Asteroid City Dir: Wes Anderson (Film Review)
If you’ve been caught up in the Barbenheimer frenzy, then your next film should be Asteroid City as it features both an A-bomb explosion and Margot Robbie.
Starring: Jason Schwartzman, Scarlett Johansson, Tom Hanks, Tilda Swinton, Bryan Cranston and a cast of thousands)
Director Wes Anderson has risen to the occasion and created a film that can stand up, artistically, next to both Barbie and Oppenheimer. Whether it hits the same box office pay dirt remains to be seen.
Anderson is one of those directors who’s highly stylized filmmaking folks seem to either love or hate. Up until now, he has always left me a bit cold…too self-aware, too pretentious with films like The Grand Budapest Hotel (2014) and The Darjeeling Limited (2007) leaving me curious, but cold. I’d say my fave, up til now has been 2004’s The Life Aquatic with Zissou.
Like our friend Christopher Nolan, Anderson has several different ‘timelines’ running simultaneously through Asteroid City.
We open in glorious black & white with an announcer (Bryan Cranston) introducing a TV production of a new play by a writer named Conrad Earp (Edward Norton). This is set in mid-1955 and Anderson’s eye for detail in exquisite. It’s proves to be even better when the screen explodes into widescreen colour and we watch the events that make up the play.

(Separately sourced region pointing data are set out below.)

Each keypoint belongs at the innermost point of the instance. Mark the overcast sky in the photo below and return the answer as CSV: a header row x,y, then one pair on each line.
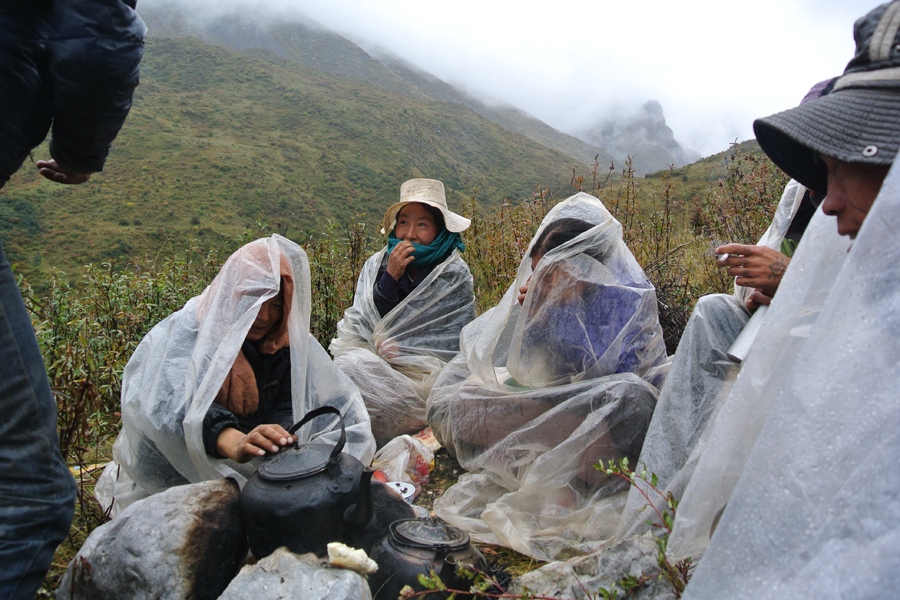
x,y
714,65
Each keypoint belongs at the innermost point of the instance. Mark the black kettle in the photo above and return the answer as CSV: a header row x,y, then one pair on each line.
x,y
307,495
420,546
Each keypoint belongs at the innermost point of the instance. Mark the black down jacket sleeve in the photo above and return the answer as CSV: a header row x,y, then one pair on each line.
x,y
94,49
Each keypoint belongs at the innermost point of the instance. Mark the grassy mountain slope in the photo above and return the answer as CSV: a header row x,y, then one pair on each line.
x,y
326,51
219,139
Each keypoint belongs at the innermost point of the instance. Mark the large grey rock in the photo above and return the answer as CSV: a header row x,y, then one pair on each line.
x,y
581,577
185,542
286,576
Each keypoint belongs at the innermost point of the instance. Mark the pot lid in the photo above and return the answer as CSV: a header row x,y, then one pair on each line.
x,y
428,533
294,462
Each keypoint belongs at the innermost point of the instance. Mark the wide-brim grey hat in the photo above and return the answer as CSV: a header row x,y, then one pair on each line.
x,y
426,191
857,121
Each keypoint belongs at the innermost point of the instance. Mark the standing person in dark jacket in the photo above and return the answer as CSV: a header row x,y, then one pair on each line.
x,y
75,65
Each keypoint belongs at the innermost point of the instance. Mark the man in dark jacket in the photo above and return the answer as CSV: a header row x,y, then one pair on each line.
x,y
73,64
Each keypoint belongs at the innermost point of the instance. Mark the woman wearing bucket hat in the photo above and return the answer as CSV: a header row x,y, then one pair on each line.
x,y
412,300
843,143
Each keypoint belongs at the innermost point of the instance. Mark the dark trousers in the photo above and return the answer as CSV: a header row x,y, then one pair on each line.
x,y
37,492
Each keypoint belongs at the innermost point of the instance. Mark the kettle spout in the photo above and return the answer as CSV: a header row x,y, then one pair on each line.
x,y
359,516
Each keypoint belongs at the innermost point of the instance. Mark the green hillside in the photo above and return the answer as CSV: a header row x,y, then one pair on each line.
x,y
218,140
331,53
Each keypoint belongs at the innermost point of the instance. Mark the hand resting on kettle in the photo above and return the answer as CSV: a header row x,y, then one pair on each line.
x,y
241,447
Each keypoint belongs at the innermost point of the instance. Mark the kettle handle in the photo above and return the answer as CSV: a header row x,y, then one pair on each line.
x,y
318,412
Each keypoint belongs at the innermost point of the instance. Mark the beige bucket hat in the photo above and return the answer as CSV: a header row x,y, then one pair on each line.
x,y
426,191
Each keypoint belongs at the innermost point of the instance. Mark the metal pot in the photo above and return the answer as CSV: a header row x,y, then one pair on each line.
x,y
420,546
307,495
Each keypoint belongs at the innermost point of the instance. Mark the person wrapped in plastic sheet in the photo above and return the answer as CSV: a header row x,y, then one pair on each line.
x,y
842,146
412,300
705,365
191,385
812,487
543,390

This is where the fun begins.
Anderson takes us to a very small fictional desert town (population 87) called Asteroid City, that most likely, isn’t far from Roswell, New Mexico.
It’s there we meet photographer Augie Steenbeck (Jason Schwartzman) and his family (a teenage son and three young daughters) as they make their way to a Junior Stargazer Convention. Of course their car breaks down and Augie calls his father-in-law (Tom Hanks) to come rescue them. We learn, early on, that Mrs Steenbeck is recently deceased, but Augie can’t bring himself to tell the kids….heart-breaking and odd…in other words, typical Wes Anderson.
Eventually we meet the other folks a this space age convention, most notable of whom is film actor Midge Campbell played deliciously by Scarlett Johansson and her teen daughter Dinah. Not surprisingly, Augie falls for Midge and his son, nicknamed “Brianiac”: falls for Dinah.
But this is much more than a romance.
The tiny town is overrun with quirky characters such as Dr. Hickenlooper a scientist played by Tilda Swinton, General Gibson, host of the convention, played by Jeffery Wright and J.J. Kellogg, another parent played by Liev Schreiber. I could go on, but I don’t want to give away too much.
I will say this, this is a film teeming with style, wit, character, surprises and ideas.
Not all are fully fleshed out, but there is plenty to sink your teeth into.
After all, who can resist a film that features a roadrunner, an alien, Jarvis Cocker, an A-Bomb and a bombshell like Scarlett Johansson.
If you blink, you might miss something. I can imagine visiting Asteroid City again and again.
Marty Duda
Asteroid City Opens in NZ Cinemas August 10th.